Cependant nous approchions de cet âge redoutable où les pénibles & agréables sensations du cœur humain se font sentir dans toute leur vivacité, étonnent l'ame par leur nouveauté, & la ravissent par leurs décevantes douceurs. O jours d'innocence, de trouble & de volupté! Ma raison étoit enveloppée dans une heureuse obscurité; je ne connoissois ni la nature, ni moi-même... Il m'est difficile aujourd'hui de remonter à mes premieres sensations, & de marquer toutes celles que ma mémoire m'apporte confusément.

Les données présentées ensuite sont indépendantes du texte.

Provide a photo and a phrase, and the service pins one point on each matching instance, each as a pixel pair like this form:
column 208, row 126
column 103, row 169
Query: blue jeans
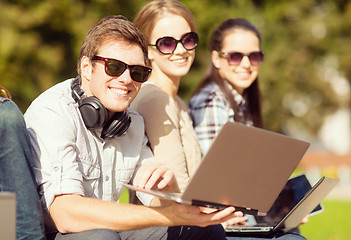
column 214, row 232
column 16, row 174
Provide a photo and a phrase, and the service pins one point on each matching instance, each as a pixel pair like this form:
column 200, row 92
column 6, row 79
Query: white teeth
column 179, row 60
column 119, row 91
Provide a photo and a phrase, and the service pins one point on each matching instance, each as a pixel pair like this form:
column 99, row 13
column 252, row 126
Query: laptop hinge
column 222, row 206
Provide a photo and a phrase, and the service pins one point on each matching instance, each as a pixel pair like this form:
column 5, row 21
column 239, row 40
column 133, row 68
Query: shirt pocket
column 91, row 173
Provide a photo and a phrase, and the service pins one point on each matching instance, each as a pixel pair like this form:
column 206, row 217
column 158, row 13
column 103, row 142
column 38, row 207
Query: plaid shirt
column 210, row 110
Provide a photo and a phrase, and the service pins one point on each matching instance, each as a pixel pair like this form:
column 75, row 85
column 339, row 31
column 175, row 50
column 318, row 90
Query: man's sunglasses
column 235, row 58
column 115, row 68
column 167, row 45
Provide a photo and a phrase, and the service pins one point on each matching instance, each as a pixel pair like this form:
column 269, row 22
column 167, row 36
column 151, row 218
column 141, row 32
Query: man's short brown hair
column 111, row 28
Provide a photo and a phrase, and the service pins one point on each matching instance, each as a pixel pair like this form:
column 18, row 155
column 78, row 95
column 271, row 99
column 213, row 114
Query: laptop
column 291, row 214
column 8, row 215
column 245, row 167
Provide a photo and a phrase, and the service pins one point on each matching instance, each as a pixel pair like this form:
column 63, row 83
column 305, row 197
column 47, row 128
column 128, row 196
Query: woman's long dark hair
column 252, row 93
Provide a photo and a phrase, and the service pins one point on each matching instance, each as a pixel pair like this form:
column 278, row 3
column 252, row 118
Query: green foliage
column 332, row 224
column 305, row 43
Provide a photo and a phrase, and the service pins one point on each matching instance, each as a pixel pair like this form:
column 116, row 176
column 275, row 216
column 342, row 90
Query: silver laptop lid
column 245, row 166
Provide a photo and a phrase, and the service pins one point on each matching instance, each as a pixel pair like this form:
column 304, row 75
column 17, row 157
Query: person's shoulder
column 57, row 95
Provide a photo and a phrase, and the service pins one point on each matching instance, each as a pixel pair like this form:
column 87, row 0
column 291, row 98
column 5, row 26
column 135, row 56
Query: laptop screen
column 294, row 190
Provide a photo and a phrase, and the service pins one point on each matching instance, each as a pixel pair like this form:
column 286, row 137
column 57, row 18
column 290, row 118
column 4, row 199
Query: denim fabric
column 16, row 174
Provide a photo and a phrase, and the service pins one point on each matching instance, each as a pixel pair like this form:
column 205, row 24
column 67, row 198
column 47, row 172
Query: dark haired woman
column 229, row 90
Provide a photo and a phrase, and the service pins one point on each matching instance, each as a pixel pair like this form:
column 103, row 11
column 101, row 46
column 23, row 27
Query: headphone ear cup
column 117, row 125
column 94, row 114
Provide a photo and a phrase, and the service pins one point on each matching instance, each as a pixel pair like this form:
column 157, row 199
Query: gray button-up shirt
column 70, row 159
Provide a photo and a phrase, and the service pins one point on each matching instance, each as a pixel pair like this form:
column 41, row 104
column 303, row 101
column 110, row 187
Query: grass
column 332, row 224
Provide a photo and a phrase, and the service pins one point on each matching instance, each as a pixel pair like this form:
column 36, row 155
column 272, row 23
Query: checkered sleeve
column 209, row 112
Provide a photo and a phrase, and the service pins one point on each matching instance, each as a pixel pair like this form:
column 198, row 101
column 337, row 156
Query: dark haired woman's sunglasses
column 115, row 68
column 235, row 58
column 167, row 45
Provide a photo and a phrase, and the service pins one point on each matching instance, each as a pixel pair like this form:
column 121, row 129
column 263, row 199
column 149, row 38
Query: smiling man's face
column 115, row 93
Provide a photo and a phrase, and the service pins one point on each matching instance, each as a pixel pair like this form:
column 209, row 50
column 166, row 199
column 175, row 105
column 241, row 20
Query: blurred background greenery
column 303, row 77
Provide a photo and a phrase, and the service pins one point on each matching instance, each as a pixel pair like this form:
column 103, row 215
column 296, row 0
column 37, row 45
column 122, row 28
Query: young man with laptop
column 87, row 143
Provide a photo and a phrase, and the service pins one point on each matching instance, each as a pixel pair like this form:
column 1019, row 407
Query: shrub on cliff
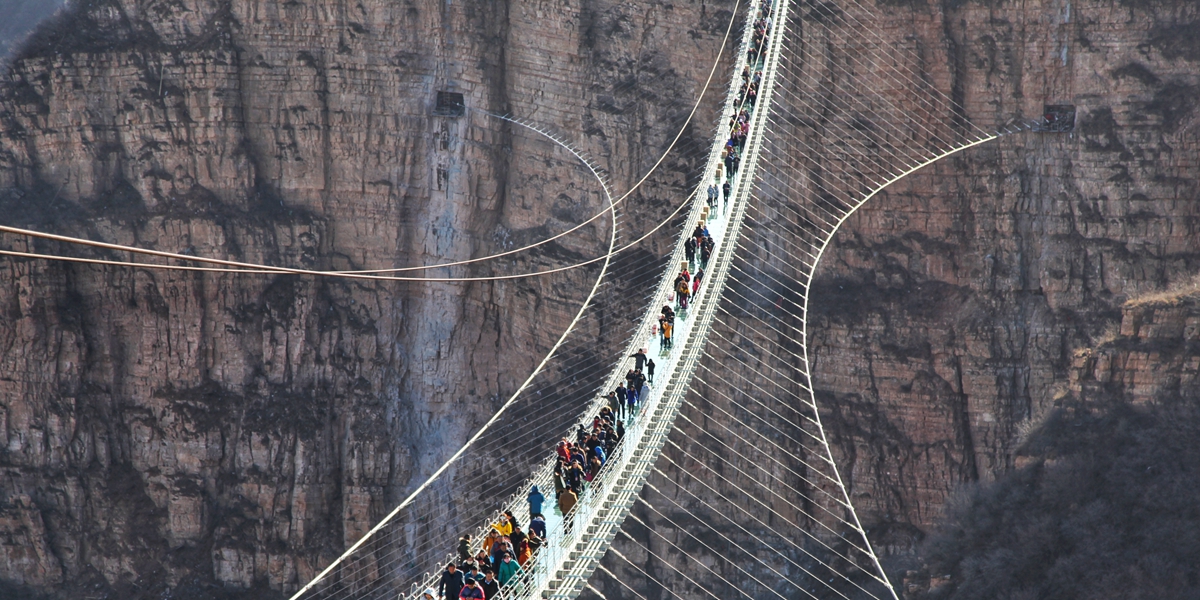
column 1108, row 509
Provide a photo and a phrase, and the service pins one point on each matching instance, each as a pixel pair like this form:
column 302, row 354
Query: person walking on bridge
column 639, row 359
column 509, row 570
column 451, row 582
column 490, row 585
column 682, row 292
column 535, row 502
column 472, row 591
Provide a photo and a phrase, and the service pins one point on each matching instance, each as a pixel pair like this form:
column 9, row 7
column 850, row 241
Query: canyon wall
column 947, row 315
column 229, row 433
column 204, row 432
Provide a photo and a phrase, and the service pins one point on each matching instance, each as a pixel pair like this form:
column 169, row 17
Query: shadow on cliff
column 1105, row 508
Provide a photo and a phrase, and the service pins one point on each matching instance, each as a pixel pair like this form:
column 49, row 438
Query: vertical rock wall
column 166, row 430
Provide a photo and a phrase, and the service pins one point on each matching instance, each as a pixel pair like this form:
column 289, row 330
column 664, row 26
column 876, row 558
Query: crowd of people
column 507, row 547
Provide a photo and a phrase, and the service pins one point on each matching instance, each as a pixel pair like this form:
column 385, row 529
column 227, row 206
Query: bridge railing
column 538, row 576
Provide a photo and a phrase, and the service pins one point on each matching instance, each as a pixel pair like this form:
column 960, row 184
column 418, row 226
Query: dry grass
column 1173, row 295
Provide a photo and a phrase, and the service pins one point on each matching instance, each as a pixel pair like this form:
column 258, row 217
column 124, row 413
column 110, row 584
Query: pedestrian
column 503, row 526
column 472, row 591
column 639, row 359
column 491, row 587
column 534, row 541
column 473, row 573
column 451, row 582
column 538, row 525
column 522, row 552
column 509, row 570
column 465, row 547
column 517, row 538
column 492, row 538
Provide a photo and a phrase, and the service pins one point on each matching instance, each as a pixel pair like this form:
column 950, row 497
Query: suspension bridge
column 729, row 443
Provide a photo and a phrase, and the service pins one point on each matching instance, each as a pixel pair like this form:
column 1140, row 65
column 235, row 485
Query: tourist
column 535, row 499
column 451, row 582
column 472, row 591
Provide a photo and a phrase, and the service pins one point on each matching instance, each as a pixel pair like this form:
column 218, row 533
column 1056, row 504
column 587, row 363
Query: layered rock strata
column 178, row 431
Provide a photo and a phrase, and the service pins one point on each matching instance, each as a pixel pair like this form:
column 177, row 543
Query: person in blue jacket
column 451, row 582
column 535, row 501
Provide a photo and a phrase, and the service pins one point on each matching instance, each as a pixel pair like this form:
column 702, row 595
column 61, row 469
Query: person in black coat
column 491, row 585
column 451, row 582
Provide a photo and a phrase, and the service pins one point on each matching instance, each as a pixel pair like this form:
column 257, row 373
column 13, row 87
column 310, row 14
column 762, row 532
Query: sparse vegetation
column 1108, row 509
column 1173, row 295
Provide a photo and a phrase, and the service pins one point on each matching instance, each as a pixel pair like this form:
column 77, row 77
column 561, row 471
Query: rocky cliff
column 948, row 312
column 179, row 431
column 952, row 307
column 167, row 431
column 1099, row 504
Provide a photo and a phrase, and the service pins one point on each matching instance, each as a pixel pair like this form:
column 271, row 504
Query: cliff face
column 165, row 429
column 949, row 311
column 1101, row 502
column 946, row 316
column 184, row 430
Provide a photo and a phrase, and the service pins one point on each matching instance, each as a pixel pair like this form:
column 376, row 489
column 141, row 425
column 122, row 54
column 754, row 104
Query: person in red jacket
column 472, row 591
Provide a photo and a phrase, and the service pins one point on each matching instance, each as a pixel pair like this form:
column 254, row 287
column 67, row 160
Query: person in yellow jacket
column 503, row 526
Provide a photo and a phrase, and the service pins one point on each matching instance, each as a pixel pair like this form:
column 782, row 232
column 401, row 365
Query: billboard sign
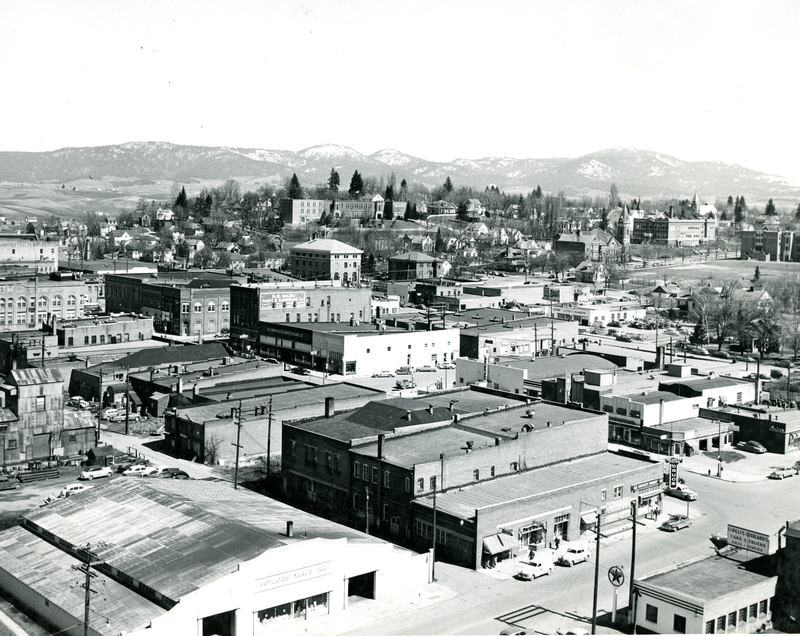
column 748, row 540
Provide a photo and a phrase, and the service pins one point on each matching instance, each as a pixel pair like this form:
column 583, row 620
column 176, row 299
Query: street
column 486, row 604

Vous verrez néanmoins mes desirs naître les uns des autres; mais ne jugez pas pour cela que tous les hommes ont la même maniere de voir, de sentir, de desirer & de jouir. Des êtres qui paroissent semblables, different quelquefois tellement qu'on les croiroit opposés.

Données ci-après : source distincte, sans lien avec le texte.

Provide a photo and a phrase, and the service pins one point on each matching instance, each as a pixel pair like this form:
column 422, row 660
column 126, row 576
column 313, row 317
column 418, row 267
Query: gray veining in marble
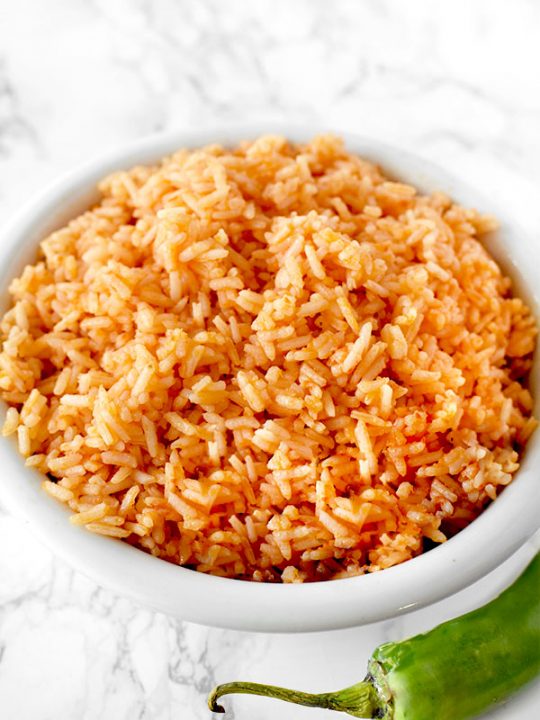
column 456, row 81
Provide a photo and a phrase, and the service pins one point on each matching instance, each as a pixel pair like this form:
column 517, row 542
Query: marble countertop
column 455, row 81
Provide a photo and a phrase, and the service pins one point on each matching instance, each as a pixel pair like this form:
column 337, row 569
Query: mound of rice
column 269, row 363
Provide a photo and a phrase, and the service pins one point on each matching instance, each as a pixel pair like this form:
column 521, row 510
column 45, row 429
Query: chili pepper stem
column 359, row 700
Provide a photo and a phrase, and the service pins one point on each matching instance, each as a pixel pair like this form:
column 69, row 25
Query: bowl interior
column 476, row 550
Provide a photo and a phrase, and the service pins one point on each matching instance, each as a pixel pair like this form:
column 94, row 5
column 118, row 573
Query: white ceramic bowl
column 479, row 548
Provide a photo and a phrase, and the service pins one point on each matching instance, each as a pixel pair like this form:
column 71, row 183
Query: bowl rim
column 238, row 604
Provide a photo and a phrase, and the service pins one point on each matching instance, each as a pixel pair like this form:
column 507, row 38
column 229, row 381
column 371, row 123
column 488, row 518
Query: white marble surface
column 456, row 81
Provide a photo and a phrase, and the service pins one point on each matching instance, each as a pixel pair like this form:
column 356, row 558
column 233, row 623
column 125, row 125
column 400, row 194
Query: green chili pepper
column 453, row 672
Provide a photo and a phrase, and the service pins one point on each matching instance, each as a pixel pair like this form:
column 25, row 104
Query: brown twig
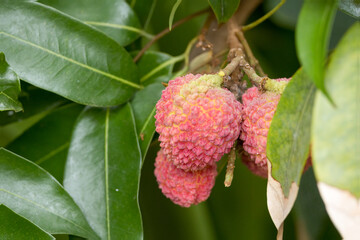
column 167, row 30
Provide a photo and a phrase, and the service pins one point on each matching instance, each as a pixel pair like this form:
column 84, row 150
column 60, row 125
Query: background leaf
column 336, row 137
column 351, row 7
column 154, row 68
column 33, row 193
column 342, row 121
column 13, row 226
column 9, row 87
column 52, row 135
column 113, row 17
column 56, row 47
column 173, row 11
column 34, row 101
column 224, row 9
column 312, row 38
column 289, row 134
column 103, row 170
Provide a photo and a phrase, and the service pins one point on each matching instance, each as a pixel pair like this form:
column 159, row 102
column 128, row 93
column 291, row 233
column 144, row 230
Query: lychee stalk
column 230, row 167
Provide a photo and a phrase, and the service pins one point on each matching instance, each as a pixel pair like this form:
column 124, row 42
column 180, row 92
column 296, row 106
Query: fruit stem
column 166, row 31
column 253, row 61
column 230, row 167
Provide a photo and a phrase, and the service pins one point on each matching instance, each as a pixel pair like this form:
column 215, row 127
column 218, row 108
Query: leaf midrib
column 109, row 75
column 106, row 159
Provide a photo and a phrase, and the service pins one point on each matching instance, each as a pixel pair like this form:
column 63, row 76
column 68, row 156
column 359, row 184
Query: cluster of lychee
column 198, row 122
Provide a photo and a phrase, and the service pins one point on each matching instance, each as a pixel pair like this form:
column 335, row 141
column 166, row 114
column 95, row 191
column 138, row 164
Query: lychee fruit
column 184, row 188
column 257, row 112
column 197, row 120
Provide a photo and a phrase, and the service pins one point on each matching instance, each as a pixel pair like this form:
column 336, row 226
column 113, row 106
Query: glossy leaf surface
column 114, row 18
column 154, row 68
column 33, row 193
column 9, row 87
column 289, row 134
column 52, row 135
column 336, row 131
column 103, row 169
column 34, row 101
column 224, row 9
column 13, row 226
column 312, row 38
column 60, row 54
column 351, row 7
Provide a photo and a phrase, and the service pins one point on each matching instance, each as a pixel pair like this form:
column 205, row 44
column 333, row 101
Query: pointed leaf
column 351, row 7
column 336, row 133
column 103, row 169
column 224, row 9
column 144, row 111
column 288, row 146
column 60, row 54
column 9, row 87
column 52, row 135
column 154, row 65
column 289, row 134
column 33, row 193
column 34, row 101
column 13, row 226
column 279, row 206
column 154, row 68
column 312, row 38
column 115, row 18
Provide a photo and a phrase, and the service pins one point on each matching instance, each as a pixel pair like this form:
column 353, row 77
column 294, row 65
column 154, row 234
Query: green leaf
column 13, row 226
column 114, row 18
column 144, row 111
column 350, row 7
column 224, row 9
column 173, row 11
column 336, row 130
column 33, row 193
column 154, row 68
column 60, row 54
column 103, row 170
column 312, row 38
column 289, row 134
column 34, row 101
column 9, row 87
column 47, row 142
column 153, row 65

Mon ouvrage est trop difficile pour qu'il ne demeure pas imparfait. Les années ont effacé en partie les images qui étoient alors si vivement imprimées dans mon ame; & que de foiblesses de l'esprit humain ont passé sans se laisser remarquer! Combien de fois sur les mêmes objets ai-je changé de sentiment! quel flux & quel reflux de jugemens contradictoires! Aidez-moi dans ce labyrinte où vous m'avez engagé, & suppléez aux idées intermédiaires.

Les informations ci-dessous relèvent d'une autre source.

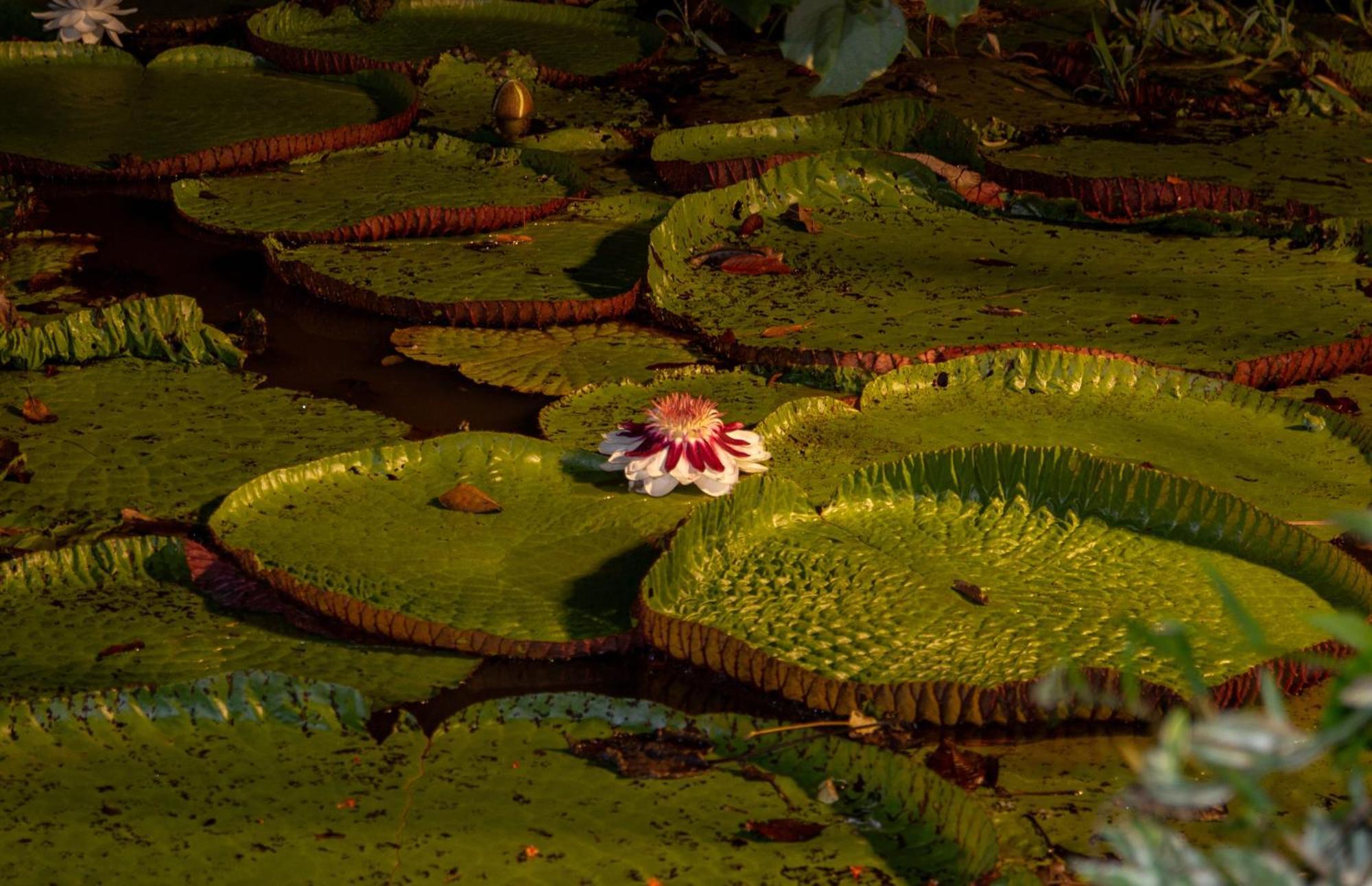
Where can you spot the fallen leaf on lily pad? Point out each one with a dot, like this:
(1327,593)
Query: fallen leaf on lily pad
(785,830)
(469,500)
(36,412)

Mes premieres sensations ont été les soupirs d'un cœur qui demande le bien-être. Je sentois le besoin d'être heureux, & j'attendois mes petites jouissances de la main qui avoit commencé à les répandre sur moi. Je me rappelle parfaitement que j'aimois l'être qui me présentoit ma nourriture; qu'il me tardoit de le revoir lorsqu'il étoit absent, & que je souffrois lorsque j'étois séparé de lui. Il me souvient d'avoir beaucoup pleuré en voyant Caboul qui s'étoit blessé à la main. Je lus sur son visage pâle la douleur qu'il éprouvoit, & j'en ressentis le contre-coup.

La joie d'Azeb me pénétroit de joie, & je distinguois d'abord quand quelque peine invisible changeoit son visage. Je crois que la sensibilité existe dans l'ame de l'enfant, & qu'il est déjà soumis à partager le plaisir & la douleur de ceux qui l'environnent.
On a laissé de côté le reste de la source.